Pepperdata Sees Big Data Cloud Wastage
August 7, 2020
"Big Data Performance report was compiled after reviewing comprehensive
data on the applications contained in Pepperdata's largest enterprise
customer clusters, representing nearly 400 petabytes of data on 5000
nodes. This equates to 4.5 million applications running in a 30-day
timeframe. The report provides insights into the enormous compute waste
that occurs with big data applications in the cloud.
When it comes to wastage, failures are important. Job failures cause serious performance degradation, and consume significant computational resources.
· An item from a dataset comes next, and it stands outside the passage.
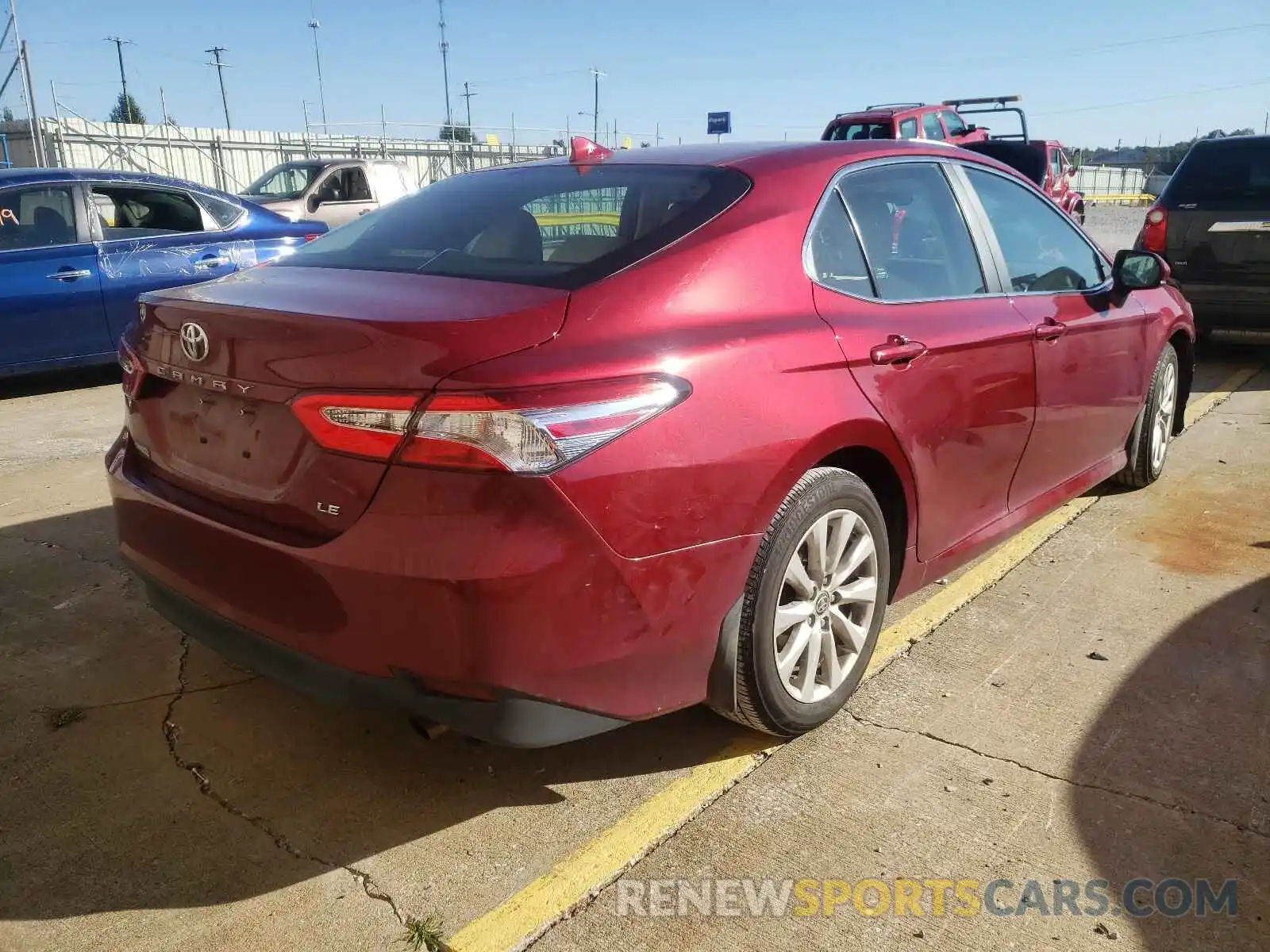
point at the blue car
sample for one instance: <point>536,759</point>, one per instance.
<point>78,247</point>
In an unoptimized dataset, Pepperdata sees a wide range of failure rates across clusters. Some clusters will fail above 10%, and Spark applications tend to fail more often than MapReduce.
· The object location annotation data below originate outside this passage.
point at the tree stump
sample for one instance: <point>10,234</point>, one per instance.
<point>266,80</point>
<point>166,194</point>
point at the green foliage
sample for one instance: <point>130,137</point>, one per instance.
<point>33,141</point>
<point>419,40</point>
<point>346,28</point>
Prior to implementing Spark optimization: Across clusters, within a typical week, the median rate of maximum memory utilization is a mere 42.3%. The underutilization here represents two states: not enough jobs running to fully utilize the cluster resources or the jobs are wasting resources.
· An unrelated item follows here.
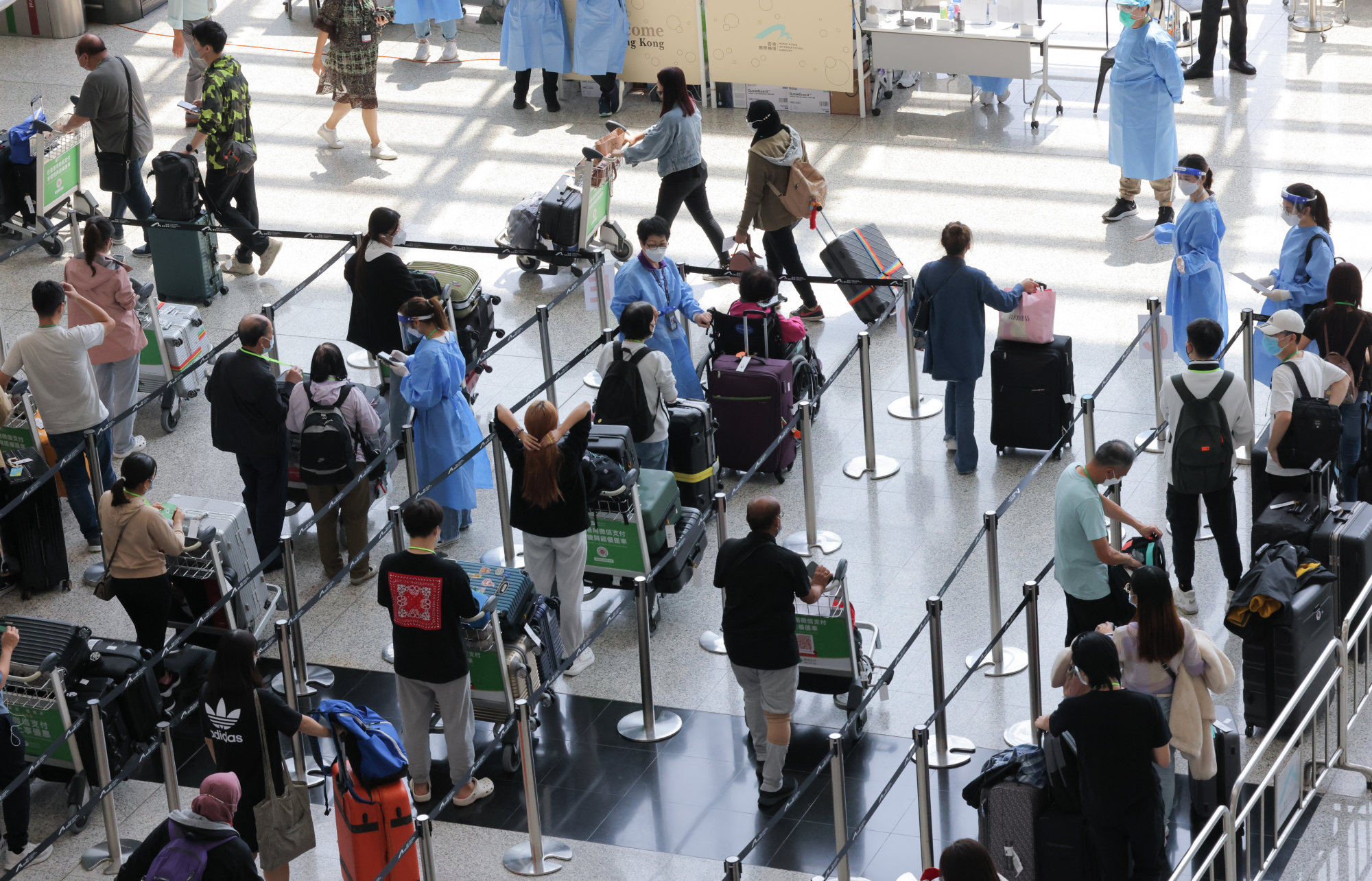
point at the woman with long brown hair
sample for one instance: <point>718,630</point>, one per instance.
<point>548,504</point>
Prior to implementing cloud optimization: Comparing jobs used and wasted, the average wastage across 40 large clusters is 60+%. This wastage takes an interesting form; typically, with 95% of jobs, there is little wastage. Major wastage is usually found in 5% to 10% of total jobs.
This is why optimization is
inherently such a needle-in-a-haystack challenge, and why machine
learning can be such a help. Studies show that ML-powered statistical
models predict task failures with a precision up to 97.4%, and a recall
up to 96.2%. Applied to Hadoop, the percentage of failed jobs is reduced
by up to 45%, with an overhead of less than five minutes.
Most enterprises are able to increase task hours by a minimum of 14%. Some enterprises are able to increase task hours by as much as 52%.
25% of users are able to save a minimum of $400,000 per year. At the higher end, the most successful users are able to save a projected $7.9 million for the year.
To cut the waste out of IT operations processes and achieve true cloud optimization, enterprises need visibility and continuous tuning. This requires machine learning and a unified analytics stack performance platform. Such a setup equips IT operations teams with the cloud tools they need to keep their infrastructure running optimally, while minimizing spend.